The money will boost the funds available to workers who lost their pension when their company became insolvent.
Employees whose pension scheme failed through insolvency after April 2005 are covered by the Pension Protection Fund (PPF), which is funded through levies on qualifying schemes. However, members of a scheme that failed before the PPF was established are covered by the Financial Assistance Scheme (FAS), which is part-funded by the government.
Today's announcement by Work and Pensions Secretary Peter Hain will bring the levels of compensation under the FAS, which had previously been lower than those for the PPF, up to the same level.

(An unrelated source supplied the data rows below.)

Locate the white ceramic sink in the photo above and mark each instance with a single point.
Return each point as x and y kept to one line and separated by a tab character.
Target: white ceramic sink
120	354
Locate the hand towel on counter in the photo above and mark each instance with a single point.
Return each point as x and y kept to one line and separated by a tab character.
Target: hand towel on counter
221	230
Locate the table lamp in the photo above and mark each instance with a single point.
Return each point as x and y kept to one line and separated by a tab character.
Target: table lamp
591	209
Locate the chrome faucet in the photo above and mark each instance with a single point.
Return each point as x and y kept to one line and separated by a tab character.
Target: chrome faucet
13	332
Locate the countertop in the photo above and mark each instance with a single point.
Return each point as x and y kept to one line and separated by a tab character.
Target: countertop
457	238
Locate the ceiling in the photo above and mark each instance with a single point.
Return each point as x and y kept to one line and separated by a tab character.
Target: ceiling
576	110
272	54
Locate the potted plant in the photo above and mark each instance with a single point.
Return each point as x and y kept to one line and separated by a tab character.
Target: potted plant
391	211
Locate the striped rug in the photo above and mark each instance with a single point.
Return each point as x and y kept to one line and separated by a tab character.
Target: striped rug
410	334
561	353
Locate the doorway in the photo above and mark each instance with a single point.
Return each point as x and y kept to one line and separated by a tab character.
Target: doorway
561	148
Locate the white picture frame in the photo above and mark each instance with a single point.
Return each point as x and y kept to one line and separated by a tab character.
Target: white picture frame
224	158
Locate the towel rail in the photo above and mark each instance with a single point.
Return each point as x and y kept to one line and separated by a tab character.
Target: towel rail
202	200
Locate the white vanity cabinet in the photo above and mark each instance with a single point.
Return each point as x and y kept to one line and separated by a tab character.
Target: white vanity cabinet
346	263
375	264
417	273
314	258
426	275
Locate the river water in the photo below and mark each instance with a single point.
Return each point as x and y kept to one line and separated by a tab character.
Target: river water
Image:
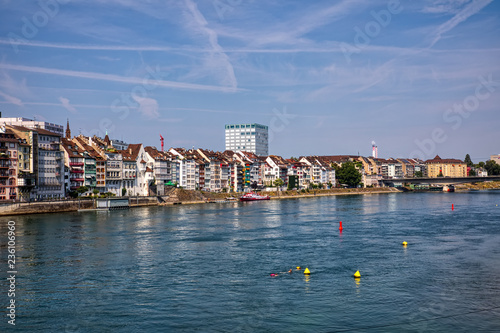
206	268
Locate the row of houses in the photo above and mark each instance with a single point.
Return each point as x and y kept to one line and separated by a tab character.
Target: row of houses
39	164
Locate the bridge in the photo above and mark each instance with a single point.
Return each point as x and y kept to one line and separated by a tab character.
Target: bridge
440	180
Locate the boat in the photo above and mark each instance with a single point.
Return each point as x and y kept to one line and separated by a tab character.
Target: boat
254	197
448	188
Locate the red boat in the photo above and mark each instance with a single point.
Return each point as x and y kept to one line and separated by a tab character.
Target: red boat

Some 130,000 people who already qualify for the FAS will benefit. A further 11,000 people who had been excluded because their failed pension scheme belonged to a still-solvent employer will now also be covered.
The announcement, which brings the government's financial contribution to the FAS to £12.5 billion, has been warmly received. Pensions campaigner Peter Jackson said: "This is just brilliant news."
"I will now receive what I was due, which is a huge difference to what I would have received if the government had not acted."
Speaking to BBC News, shadow pensions minister Chris Grayling said: "Well done to my counterpart, Peter Hain, who's clearly won a tough battle in government over the Treasury and over Gordon Brown."